Monday, March 23, 2015

Bertemu Keluarga Guru Pesantren

Berawal dari sebuah pesan singkat
Wajah langit kampung pesantren Babakan siang itu sedikit diselimuti mendung. Hari sabtu itu tidak seperti sabtu biasanya. Aku tidak bertugas di kampus, sebab sedang libur tanggal merah. Setelah istirahat siang, ponselku yang tergeletak di atas meja lipat itu berbunyi, “tuing”. Tampaknya, ada sebuah pesan masuk via inbox ‘messenger’.
“Kang, saya dapat undangan menjadi juri pidato bahasa Arab di SMA Al-Azhar 5 Cirebon. Acaranya besok. Saya tidak bisa memenuhinya, karena ada kegiatan lain yang tidak bisa saya tinggalkan. Bila berkenan dan punya waktu luang, Njenengan bisa menggantikan saya.” 

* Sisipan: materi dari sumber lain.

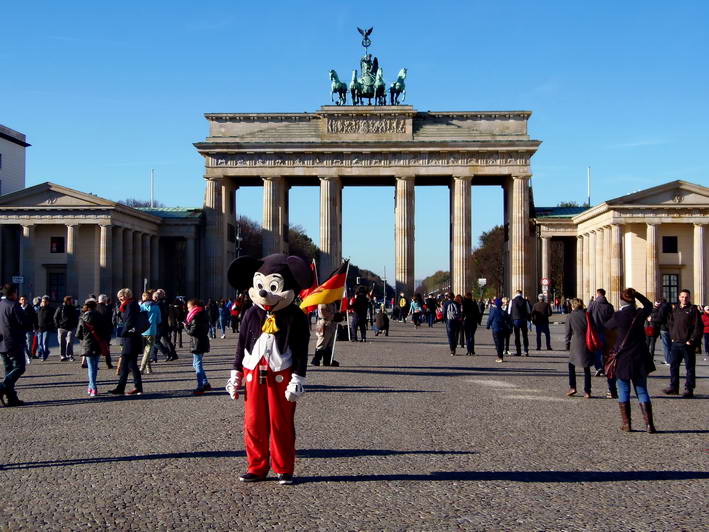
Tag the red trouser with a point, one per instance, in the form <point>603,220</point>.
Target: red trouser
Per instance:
<point>269,414</point>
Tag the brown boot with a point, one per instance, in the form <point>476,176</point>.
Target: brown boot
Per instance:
<point>647,416</point>
<point>625,416</point>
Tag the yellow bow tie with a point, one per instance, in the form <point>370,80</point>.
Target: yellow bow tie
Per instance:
<point>269,326</point>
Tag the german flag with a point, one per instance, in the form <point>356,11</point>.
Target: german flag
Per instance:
<point>329,291</point>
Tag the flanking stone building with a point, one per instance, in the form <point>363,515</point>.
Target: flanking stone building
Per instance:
<point>655,240</point>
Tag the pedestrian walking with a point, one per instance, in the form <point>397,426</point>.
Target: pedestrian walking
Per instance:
<point>472,317</point>
<point>45,323</point>
<point>454,318</point>
<point>686,329</point>
<point>633,361</point>
<point>579,355</point>
<point>93,343</point>
<point>133,326</point>
<point>541,312</point>
<point>150,334</point>
<point>66,319</point>
<point>197,327</point>
<point>14,324</point>
<point>499,321</point>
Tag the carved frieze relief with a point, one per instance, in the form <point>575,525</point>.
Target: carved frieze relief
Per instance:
<point>367,159</point>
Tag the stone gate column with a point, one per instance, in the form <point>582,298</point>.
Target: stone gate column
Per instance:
<point>127,260</point>
<point>275,215</point>
<point>460,206</point>
<point>404,234</point>
<point>616,265</point>
<point>27,261</point>
<point>579,266</point>
<point>72,273</point>
<point>519,228</point>
<point>105,259</point>
<point>118,259</point>
<point>651,262</point>
<point>330,225</point>
<point>698,297</point>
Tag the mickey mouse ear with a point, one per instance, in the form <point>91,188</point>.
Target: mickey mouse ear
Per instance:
<point>241,272</point>
<point>300,271</point>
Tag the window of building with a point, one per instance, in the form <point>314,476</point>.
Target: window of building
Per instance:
<point>56,244</point>
<point>670,287</point>
<point>669,244</point>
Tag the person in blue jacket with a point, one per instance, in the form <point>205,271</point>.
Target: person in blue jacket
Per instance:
<point>501,324</point>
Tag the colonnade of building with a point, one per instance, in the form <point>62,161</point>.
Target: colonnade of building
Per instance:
<point>219,199</point>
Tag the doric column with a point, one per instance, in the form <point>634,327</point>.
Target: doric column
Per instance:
<point>651,262</point>
<point>330,224</point>
<point>275,215</point>
<point>190,289</point>
<point>118,258</point>
<point>404,234</point>
<point>105,259</point>
<point>27,261</point>
<point>616,265</point>
<point>607,257</point>
<point>155,261</point>
<point>546,250</point>
<point>598,257</point>
<point>72,268</point>
<point>579,267</point>
<point>147,262</point>
<point>699,296</point>
<point>591,257</point>
<point>138,263</point>
<point>460,206</point>
<point>519,227</point>
<point>128,259</point>
<point>586,268</point>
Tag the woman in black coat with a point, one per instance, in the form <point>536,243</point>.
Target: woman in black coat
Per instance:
<point>197,325</point>
<point>579,355</point>
<point>89,332</point>
<point>633,361</point>
<point>132,343</point>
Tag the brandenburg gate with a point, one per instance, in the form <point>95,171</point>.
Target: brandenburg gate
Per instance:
<point>383,145</point>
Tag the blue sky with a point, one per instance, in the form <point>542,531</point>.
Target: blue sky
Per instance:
<point>104,94</point>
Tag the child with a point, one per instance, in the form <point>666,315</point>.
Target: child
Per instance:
<point>197,326</point>
<point>89,332</point>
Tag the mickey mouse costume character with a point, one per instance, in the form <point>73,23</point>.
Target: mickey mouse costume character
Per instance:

Begitu kira-kira isi pesan dari seorang kawan. Secara tiba-tiba tawaran itu datang. Dan setelah dialog dan mendapatkan penjelasan beberapa hal terkait acara, saya pun mengiyakan.
Keesokan harinya, mentari pagi tampak begitu cerah. Ia mulai menampakkan cahayanya dari ufuk timur, saat jarum jam di dinding menunjuk pukul 6 tepat. Sepertinya ia sedang menyambutku hangat dan penuh suka cita. Mendung hitam yang kemarin memadati petala langit tampaknya sengaja menyingkir, menuju peristirahatanya. Seakan mempersilahkanku untuk menyambut pagi dengan penuh ceria. Hari itu aku berangkat pagi-pagi, sebab katanya acara akan dimulai sekitar pukul 8 pagi. Pukul 7:35 alhamdulillah saya sudah di tempat untuk persiapan dan memahami petunjuk teknisnya.

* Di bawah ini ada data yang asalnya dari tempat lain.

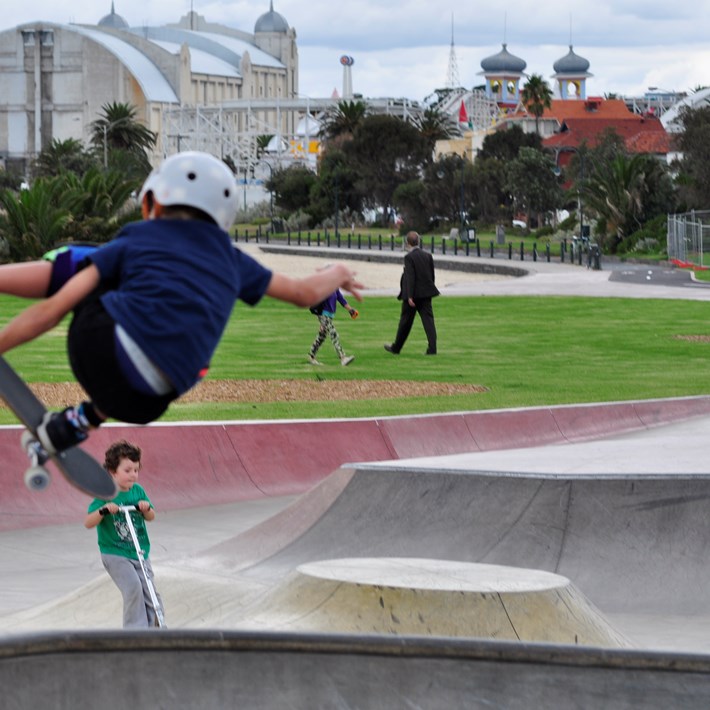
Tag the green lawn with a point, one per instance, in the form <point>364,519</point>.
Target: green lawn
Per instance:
<point>526,350</point>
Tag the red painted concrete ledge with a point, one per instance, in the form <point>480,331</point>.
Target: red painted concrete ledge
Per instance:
<point>200,464</point>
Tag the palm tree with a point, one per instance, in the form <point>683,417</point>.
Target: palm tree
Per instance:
<point>32,221</point>
<point>341,121</point>
<point>617,193</point>
<point>434,125</point>
<point>536,97</point>
<point>63,156</point>
<point>118,130</point>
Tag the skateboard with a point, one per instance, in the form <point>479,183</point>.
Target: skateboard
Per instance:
<point>160,616</point>
<point>79,468</point>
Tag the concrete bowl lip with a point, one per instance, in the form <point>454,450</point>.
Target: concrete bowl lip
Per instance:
<point>433,575</point>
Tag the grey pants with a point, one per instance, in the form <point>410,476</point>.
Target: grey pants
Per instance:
<point>138,611</point>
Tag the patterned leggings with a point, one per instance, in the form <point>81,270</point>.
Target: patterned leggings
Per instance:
<point>327,328</point>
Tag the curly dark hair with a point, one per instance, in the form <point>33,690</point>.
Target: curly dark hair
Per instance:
<point>121,450</point>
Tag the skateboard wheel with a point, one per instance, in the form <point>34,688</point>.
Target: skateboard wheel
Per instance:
<point>27,438</point>
<point>37,478</point>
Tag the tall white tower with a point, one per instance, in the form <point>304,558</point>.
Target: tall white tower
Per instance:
<point>452,76</point>
<point>347,63</point>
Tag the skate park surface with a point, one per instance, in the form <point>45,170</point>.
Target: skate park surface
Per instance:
<point>268,556</point>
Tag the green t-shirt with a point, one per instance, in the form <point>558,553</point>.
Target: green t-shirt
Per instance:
<point>114,535</point>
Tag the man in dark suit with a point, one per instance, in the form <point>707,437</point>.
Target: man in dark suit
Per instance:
<point>417,288</point>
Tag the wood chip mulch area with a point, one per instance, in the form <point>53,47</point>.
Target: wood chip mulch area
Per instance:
<point>56,395</point>
<point>694,338</point>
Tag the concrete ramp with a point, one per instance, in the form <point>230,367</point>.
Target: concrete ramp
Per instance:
<point>635,544</point>
<point>408,596</point>
<point>202,464</point>
<point>214,670</point>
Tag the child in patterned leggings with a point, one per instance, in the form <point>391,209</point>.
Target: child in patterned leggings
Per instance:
<point>326,312</point>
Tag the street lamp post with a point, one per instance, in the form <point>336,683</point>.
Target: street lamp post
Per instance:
<point>462,219</point>
<point>271,192</point>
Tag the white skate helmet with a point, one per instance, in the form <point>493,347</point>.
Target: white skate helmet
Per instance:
<point>196,180</point>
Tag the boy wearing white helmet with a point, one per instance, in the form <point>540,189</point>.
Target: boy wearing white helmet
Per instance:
<point>151,305</point>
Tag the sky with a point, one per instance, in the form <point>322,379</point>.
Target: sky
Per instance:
<point>401,48</point>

Sampai di arena perlombaan, aku bertemu dengan juri lainnya. Saat itu, ada dua juri lagi selainku. Salah satunya dari luar sekolah tersebut. Sambil menunggu dimulainya acara, kami terlibat perbincangan ringan, sekedar perkenalan dan seputar aktifitas sehari-hari. 
“Ana Ahmad Musyaffa’.” Dengan berbahasa Arab fasih kawan ini memperkenalkan diri. Saat ini, kawan yang mengaku sudah memiliki tiga anak ini tinggal di Kedawung-Cirebon, tidak jauh dari tempat kami sedang duduk berbincang. Katanya, dekat dengan rumah ustadz Abu Khoiruddin, koordinator Qiraati cabang Cirebon. Putra pertamanya, yang kini berusia 4,5 tahun bersekolah di TKQ milik ustadz Abu Khoiruddin.
Kawan ini alumni Gontor dan S1 Al-Azhar Mesir. Sempat ia melanjutkan kuliah S2 di sana, namun di akhir tahun kedua, ia pulang, karena kondisi Mesir saat itu sedang berkecamuk. Tak lama setelah itu, ia mengambil kuliah S2 di Pascasarjana IAIN Syekh Nurjati Cirebon prodi PAI, dan lulus tahun 2013, setahun sebelum kelulusanku di kampus yang sama. Setelah lulus, ia diminta Bapak Sumanta Hasyim untuk menjadi asdosnya, dan sampai saat ini ia mengajar sepekan sekali di IAIN Cirebon. Ia cukup kenal akrab dengan Bapak Sumanta setelah tesisnya dibimbing oleh doktor yang saat ini menjabat sebagai Rektor IAIN Syekh Nurjati Cirebon. Kronologi yang sedikit sama dengan kisahku saat masuk ke PPB (Program Pengembangan Bahasa) di IAIN tersebut. Doktor ini juga yang menjadi salah satu pembimbing tesisku.  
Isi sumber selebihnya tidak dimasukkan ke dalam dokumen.